DEUTSCHLAND | GERMANY |
Bundesland: Rheinland-Pfalz | Rhineland-Palatinate |
Landkreis: Rhein-Hunsrück-Kreis |
Boppard is situated at an elevation of 82 m in the Rhein-Hunsrück-Kreis (district) in Rhineland-Palatinate, lying in the Rhine Gorge, a UNESCO World Heritage Site. The town is also a state-recognized tourism resort and is a winegrowing centre. The municipality has a population of about 15,400 (2015).
Vicus Baudobriga (also Bodobriga or Bontobrica) was founded on the way into the Mühltal (valley)
in the course of the Roman conquest and ensuing settlement of the lands on the Rhine's left bank. The name is of Celtic
origin, which implies that there had been Celtic settlement before or that there was one at the same time.
In the 4th century, the Romans began securing the Middle Rhine and during this process built a castrum at this place.
Towards the end of 405, the last Roman troops were withdrawn and the town’s next documentary mention did not come until
the Early Middle Ages. According to this source from 643, Boppard was a Frankish royal estate and an administrative centre
of the Bopparder Reich (a Merovingian state). Until 1309, Boppard was a free imperial city, and as such was often
frequented by the German kings. n 1309 and 1312, Emperor Heinrich VII pledged Boppard along with its outlying lands
to his brother, Archbishop Baldwin of Trier, thus making Boppard part of the Electorate of Trier.
During the ensuing two centuries, the citizens repeatedly tried to regain their status as an independent Imperial Free
City, culminating in the Boppard War of 1497, which ended in the defeat of Boppard. In 1794, French Revolutionary troops
occupied the town, which remained under French rule for the next 20 years.
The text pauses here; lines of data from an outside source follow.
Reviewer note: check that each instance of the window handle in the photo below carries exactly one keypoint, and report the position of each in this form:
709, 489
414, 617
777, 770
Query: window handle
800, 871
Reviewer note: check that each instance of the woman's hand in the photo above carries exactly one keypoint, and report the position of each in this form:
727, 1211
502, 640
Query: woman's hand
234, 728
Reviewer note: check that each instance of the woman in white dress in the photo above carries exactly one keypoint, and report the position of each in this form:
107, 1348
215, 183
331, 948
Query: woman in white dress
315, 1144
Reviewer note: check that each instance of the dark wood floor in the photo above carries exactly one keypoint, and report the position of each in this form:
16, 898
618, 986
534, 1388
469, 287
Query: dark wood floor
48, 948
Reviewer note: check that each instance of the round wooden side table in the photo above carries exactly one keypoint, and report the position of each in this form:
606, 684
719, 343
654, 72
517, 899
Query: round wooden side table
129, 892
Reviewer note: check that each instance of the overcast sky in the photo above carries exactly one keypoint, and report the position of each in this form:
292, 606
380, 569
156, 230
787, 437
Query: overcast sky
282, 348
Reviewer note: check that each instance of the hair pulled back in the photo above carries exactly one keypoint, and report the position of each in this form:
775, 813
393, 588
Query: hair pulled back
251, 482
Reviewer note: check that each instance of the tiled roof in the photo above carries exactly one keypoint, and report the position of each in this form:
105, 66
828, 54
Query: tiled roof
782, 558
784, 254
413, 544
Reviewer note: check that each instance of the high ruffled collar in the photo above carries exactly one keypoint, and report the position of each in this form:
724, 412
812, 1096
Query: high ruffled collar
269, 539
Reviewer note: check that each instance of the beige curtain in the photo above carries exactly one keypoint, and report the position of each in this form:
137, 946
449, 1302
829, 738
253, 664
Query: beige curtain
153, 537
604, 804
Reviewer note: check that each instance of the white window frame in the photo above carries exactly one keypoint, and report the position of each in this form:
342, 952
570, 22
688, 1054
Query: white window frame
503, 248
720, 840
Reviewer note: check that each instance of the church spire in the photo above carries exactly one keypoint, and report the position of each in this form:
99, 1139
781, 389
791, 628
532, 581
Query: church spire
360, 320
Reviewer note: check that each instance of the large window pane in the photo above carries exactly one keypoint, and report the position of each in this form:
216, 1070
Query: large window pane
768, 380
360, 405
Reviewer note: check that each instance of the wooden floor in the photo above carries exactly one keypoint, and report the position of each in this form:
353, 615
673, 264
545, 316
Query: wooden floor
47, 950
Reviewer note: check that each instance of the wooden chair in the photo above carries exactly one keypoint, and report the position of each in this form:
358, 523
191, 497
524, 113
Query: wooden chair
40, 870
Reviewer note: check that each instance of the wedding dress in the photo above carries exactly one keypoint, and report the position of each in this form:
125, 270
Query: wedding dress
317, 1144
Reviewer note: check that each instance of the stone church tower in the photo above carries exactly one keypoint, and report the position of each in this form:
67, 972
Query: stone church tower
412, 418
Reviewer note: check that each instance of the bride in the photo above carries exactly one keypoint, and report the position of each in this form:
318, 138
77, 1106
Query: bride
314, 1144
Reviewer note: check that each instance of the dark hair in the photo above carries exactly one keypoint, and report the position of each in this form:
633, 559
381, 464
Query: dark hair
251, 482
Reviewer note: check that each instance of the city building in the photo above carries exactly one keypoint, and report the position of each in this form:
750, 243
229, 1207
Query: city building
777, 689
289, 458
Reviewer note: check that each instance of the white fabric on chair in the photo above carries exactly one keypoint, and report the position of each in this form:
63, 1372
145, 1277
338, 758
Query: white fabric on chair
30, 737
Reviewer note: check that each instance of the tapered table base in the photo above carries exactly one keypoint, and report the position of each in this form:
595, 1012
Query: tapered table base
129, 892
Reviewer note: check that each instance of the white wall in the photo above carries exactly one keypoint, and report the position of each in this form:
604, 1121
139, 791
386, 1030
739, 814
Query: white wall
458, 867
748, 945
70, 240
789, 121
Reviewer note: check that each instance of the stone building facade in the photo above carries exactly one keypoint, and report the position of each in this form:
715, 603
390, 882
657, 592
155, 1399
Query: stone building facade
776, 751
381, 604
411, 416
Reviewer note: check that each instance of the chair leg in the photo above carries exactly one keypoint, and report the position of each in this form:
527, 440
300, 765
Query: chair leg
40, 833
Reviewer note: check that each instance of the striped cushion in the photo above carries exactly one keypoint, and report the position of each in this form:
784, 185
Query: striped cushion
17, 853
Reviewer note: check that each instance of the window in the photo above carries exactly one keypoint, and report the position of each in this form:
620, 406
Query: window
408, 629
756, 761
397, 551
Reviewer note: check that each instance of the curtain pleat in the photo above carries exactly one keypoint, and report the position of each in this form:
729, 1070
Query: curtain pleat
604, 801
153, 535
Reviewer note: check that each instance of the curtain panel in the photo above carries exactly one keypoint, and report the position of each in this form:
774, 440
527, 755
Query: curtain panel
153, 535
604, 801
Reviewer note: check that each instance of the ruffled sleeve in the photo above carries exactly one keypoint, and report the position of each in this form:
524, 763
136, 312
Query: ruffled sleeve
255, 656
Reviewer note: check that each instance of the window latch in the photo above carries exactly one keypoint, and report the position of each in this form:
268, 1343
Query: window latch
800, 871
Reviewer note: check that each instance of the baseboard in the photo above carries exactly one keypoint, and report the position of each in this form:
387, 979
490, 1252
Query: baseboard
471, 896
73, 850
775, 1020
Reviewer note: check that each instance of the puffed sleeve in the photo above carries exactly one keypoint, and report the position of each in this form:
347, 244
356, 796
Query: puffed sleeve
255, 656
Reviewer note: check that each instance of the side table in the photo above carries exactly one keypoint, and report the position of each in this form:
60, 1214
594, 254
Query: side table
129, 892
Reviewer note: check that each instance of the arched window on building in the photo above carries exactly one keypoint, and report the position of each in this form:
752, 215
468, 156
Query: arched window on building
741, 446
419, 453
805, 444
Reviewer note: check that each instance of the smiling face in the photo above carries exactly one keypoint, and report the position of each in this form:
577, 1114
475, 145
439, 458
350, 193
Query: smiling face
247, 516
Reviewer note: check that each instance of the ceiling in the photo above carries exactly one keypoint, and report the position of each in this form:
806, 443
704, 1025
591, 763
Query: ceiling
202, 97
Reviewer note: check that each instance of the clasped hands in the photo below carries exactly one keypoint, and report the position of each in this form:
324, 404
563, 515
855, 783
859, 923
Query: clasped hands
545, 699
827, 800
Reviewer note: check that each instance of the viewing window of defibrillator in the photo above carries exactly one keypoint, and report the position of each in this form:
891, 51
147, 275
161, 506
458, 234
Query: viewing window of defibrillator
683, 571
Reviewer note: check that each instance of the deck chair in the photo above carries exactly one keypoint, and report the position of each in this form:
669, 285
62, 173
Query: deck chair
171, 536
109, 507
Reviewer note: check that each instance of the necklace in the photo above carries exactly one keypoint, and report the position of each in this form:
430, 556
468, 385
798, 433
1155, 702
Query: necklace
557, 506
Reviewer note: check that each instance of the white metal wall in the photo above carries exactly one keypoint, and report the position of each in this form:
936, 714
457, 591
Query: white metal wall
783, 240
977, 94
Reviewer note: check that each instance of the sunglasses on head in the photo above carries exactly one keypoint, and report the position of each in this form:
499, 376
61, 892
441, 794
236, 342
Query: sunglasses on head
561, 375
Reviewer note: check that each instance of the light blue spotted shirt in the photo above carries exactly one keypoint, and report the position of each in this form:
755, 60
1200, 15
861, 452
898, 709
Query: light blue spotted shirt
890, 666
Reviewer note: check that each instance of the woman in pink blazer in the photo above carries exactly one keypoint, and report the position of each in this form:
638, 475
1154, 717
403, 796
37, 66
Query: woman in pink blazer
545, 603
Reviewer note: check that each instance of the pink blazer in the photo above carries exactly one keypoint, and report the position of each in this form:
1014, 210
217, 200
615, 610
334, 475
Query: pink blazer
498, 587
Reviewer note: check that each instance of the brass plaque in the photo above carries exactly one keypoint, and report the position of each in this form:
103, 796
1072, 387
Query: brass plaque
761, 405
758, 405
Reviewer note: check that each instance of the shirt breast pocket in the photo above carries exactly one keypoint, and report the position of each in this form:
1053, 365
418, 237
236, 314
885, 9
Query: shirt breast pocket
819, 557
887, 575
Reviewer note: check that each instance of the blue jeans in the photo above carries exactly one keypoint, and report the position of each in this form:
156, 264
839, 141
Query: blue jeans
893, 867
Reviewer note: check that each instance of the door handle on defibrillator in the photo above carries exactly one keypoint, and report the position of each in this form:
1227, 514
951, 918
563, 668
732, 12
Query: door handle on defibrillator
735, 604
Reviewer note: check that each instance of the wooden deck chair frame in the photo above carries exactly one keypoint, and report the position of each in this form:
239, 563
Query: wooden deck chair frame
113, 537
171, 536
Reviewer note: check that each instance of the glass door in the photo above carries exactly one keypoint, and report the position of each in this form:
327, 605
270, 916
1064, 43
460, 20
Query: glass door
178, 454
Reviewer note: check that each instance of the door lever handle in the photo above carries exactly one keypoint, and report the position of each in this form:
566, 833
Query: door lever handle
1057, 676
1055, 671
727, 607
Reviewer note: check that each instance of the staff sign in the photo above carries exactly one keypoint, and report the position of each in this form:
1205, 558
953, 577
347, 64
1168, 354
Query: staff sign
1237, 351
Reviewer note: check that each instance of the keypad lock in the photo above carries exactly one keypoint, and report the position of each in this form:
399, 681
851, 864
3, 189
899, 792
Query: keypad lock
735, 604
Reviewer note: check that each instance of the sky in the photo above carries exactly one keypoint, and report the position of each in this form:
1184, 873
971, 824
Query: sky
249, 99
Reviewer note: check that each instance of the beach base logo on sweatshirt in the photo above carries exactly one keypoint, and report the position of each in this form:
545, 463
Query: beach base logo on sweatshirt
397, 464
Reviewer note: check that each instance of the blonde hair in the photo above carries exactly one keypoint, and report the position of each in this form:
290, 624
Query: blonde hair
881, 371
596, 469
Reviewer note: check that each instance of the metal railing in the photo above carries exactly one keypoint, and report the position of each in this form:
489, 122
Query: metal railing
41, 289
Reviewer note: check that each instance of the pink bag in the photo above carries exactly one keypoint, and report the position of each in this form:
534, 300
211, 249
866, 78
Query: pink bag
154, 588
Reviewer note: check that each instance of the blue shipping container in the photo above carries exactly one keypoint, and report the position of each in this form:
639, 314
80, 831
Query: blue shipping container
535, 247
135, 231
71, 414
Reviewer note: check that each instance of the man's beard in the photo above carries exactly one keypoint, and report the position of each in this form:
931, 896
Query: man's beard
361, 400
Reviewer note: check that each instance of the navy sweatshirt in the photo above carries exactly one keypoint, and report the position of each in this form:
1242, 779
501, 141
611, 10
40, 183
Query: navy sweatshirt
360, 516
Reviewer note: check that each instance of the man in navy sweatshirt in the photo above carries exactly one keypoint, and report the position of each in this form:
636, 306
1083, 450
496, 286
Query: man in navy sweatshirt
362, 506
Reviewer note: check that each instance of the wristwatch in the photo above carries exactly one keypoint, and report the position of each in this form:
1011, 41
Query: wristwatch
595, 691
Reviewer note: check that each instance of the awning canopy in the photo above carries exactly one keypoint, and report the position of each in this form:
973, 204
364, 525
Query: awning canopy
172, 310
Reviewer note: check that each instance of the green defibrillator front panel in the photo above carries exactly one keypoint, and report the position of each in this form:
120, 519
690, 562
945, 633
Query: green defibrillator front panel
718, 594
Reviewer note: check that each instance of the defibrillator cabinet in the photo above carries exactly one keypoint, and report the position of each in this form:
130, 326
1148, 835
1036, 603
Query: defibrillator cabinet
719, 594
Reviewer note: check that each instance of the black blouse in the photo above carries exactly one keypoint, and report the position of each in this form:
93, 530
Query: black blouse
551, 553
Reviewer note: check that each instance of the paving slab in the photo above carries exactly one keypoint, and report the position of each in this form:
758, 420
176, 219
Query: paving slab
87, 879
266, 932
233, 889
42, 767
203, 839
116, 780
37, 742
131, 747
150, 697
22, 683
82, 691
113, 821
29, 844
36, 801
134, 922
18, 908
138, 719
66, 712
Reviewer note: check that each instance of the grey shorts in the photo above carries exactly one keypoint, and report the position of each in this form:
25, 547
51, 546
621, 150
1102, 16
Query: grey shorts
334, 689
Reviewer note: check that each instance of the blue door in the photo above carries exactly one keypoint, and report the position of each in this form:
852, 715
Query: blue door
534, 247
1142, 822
In 1815 the Congress of Vienna
assigned the town along with the Rhine’s left bank as far upstream as Bingerbrück to the Kingdom of Prussia. Even after
the First World War, the Rhine Province, and thereby Boppard too, belonged to Prussia. Since 1946, the town has been part
of the then newly founded state of Rhineland-Palatinate. In the course of administrative restructuring in
Rhineland-Palatinate in the 1960s, the district of Sankt Goar was dissolved and Boppard was
grouped into the new district of Rhein-Hunsrück-Kreis (administratove centre: Simmern). In 1970, Boppard, together
with the neighbouring communities of Bad Salzig, Buchholz, Herschwiesen, Hirzenach, Holzfeld, Oppenhausen, Rheinbay,
Udenhausen and Weiler formed a 'Verbandsgemeinde' ('community association'), which was transformed into the present
municipality of Boppard in 1975. Since the old town of Boppard was dissolved by the regulation, Boppard also no longer
held town rights. However, the state government granted Boppard town rights once more in 1976.